The least she could have done was give them t-shirts and told them “Once upon a time, your great-grandparents picked the cotton that made these wonderful garments. Feel them. Ummmmmm, cotton.”

Then perhaps she could dance around the room singing, “Gonna jump down, spin around, pick a bale of cotton, gonna jump down, spin around, pick a bale a day.”

Abe Lincoln just sat up in his grave and shouted, “What the hell is going on?”

• Man, is this splitting hairs or what? New York Post headline: “Runner who killed mountain lion with bare hands was wrestling a kitten.”

I immediately had a picture of a tiny kitty, eyes barely open, weighing about 8 ounces, being bashed about by a grown man. But of course I opted to read the story and not just the headline (good advice, by the way), where I found out that the “kitten” weighed between 30 and 40 pounds, and while it was only 3 or 4 months old, well, kids, I do believe it still had teeth and claws.

So I am taking nothing away from this Colorado runner because … okay, try this: Find ourself a 30 to 40 pound dog and wrestle with it and then imagine that the dog has sharp teeth and claws and isn’t a nice doggy but a hungry, feral cat who thinks you smell like dinner.

Ouch, man.

Kitten, indeed.

• I’m really, really impressed that Mary Ann Lisanti has apologized for using the “N” word, but as is my wont, I’m convinced that she’s apologizing for being caught using the “N” word rather than using it because, after all, she used it. Guilty!

And you’re wondering who she is, aren’t you? Well, she is a Democratic member of the Maryland House of Delegates and her colleagues recently voted 136-0 to formally condemn her remarks after she used what the Washington Post called “the racial epithet” when describing Prince George’s County, Maryland, which is 65 percent black.

Lisanti has refused to resign and said, “Quitting is easy, but the road to redemption is not,” adding, “Healing begins tomorrow.”

Whose healing?

“Hey, you folks, I know I called you, more or less, that, you know, word, but, c’mon, heal. Let’s all heal.”

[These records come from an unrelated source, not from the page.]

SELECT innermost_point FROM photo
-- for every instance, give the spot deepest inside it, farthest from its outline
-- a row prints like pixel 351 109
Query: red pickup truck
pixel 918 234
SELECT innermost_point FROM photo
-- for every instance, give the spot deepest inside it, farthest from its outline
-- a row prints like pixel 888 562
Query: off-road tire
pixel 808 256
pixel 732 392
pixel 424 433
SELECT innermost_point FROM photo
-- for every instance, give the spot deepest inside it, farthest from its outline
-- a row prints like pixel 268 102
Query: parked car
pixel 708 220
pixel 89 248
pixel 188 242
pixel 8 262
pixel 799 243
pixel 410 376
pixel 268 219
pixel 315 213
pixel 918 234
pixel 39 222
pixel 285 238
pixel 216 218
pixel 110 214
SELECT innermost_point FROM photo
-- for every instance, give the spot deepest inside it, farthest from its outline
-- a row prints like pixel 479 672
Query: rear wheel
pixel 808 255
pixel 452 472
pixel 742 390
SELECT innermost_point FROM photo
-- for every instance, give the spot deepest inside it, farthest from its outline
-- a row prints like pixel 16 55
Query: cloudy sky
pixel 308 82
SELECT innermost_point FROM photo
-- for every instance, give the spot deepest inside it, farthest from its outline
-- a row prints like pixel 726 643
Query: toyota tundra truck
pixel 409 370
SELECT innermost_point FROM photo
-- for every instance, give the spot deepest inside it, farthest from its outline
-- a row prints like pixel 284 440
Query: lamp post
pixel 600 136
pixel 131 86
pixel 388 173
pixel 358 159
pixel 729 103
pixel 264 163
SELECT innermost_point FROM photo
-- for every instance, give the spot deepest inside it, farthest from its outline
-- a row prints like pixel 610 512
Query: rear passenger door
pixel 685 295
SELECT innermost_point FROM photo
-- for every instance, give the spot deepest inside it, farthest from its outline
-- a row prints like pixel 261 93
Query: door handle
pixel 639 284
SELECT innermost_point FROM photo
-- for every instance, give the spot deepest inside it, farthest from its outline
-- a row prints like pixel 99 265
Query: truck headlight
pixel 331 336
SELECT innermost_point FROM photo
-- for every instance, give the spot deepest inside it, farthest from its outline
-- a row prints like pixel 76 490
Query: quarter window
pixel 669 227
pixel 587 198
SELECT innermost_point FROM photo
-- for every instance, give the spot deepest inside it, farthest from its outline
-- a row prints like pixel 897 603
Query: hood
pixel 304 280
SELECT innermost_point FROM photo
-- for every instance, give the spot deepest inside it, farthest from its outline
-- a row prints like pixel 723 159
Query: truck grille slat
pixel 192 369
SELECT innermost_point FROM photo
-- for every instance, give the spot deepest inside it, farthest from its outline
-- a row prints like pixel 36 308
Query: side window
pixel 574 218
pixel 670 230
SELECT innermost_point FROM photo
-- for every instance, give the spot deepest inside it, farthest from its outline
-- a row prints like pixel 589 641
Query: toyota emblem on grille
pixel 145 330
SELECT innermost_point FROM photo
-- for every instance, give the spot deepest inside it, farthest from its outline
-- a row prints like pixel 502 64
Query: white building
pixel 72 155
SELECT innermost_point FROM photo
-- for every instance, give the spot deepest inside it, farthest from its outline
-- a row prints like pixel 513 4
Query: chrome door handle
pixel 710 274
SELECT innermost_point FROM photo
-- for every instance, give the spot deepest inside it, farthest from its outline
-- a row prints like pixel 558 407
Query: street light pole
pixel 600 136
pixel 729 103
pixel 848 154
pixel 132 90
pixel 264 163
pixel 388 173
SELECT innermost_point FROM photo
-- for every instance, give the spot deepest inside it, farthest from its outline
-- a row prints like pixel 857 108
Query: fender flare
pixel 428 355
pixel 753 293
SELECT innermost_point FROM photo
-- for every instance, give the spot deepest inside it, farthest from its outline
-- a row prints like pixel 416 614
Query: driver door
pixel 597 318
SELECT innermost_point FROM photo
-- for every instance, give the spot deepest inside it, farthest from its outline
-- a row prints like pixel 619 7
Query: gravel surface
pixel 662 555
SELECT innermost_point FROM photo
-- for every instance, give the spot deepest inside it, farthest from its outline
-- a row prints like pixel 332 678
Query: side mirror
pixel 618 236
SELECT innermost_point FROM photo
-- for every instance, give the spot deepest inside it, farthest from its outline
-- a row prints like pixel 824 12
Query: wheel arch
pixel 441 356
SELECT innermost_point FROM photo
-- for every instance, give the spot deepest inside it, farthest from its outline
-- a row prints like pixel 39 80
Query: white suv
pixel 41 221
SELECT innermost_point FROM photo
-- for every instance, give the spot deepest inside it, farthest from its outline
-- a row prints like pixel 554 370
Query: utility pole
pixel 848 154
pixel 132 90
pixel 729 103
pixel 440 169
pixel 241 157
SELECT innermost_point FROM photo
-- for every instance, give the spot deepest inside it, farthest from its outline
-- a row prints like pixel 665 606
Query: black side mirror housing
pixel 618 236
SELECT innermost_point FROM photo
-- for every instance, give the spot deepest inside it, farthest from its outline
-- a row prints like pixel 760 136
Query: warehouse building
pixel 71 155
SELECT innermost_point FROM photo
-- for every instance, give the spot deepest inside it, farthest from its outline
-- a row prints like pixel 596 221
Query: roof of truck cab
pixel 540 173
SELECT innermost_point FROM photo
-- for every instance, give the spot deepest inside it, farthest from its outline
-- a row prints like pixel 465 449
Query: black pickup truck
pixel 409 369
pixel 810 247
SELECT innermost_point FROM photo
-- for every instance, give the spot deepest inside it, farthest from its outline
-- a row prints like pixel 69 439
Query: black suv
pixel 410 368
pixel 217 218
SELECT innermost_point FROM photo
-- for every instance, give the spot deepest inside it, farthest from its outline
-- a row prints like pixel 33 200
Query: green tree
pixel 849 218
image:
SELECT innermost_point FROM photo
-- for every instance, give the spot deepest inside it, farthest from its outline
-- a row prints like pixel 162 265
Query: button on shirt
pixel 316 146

In other words, get over it.

And she said her use of the word did not represent her belief system. Right.

“I can call you any name I want as long as I don’t compromise my belief system.”

Good grief.

My suggestion to Lisanti? She resign from the Maryland House of Delegates, move to Virginia and become best friends with that state’s first lady.

They could sing the state song emeritus of Virginia, to wit:

“Carry me back to Old Virginny, that’s where the cotton and the corn and ‘tatoes grow.

“That’s where the birds warble sweet in the springtime.

“There’s where this old darky’s heart am longed to go.”

State song emeritus, retired in 1997. The new “traditional” state song is “Our Great Virginia” and while it eschews racist lyrics, it also stinks. The official “popular” state song is “Sweet Virginia Breeze” which also does not contain any racist lyrics, but which does contain the “F” word and which also stinks.

Mary Ann Lisanti, meet Pam Northam. Time for a sing-along.

• Ever play the look-alike game? Here’s one: Last Saturday, in the fitness room at Hampshire Hills, one of the guys on duty was a double for Pana Hema Taylor of whom few of you have heard but he played Jared in the New Zealand TV show “Brokenwood Mysteries,” which I watch on Acorn.

I’m think that because Taylor hasn’t been on the show during the current season, he might have skipped to the U.S. and gotten a job at Hampshire Hills.

Next time you’re in the fitness room on a Saturday, shout out, “Hey, Jared.” If he turns around, we’ve got him and we can all demand autographs and demand to know why he isn’t still on the show.

It shows how you can become invested in a character: I liked Jared. He was an athlete and he knew a heck of a lot about wine and growing grapes, so in the midst of a murder investigation, Jared could pop up with a nice bottle of New Zealand red and then discuss it. Cool character.

“Brokenwood Mysteries.” Jared. Hampshire Hills. Don’t worry, I’m gonna connect the dots.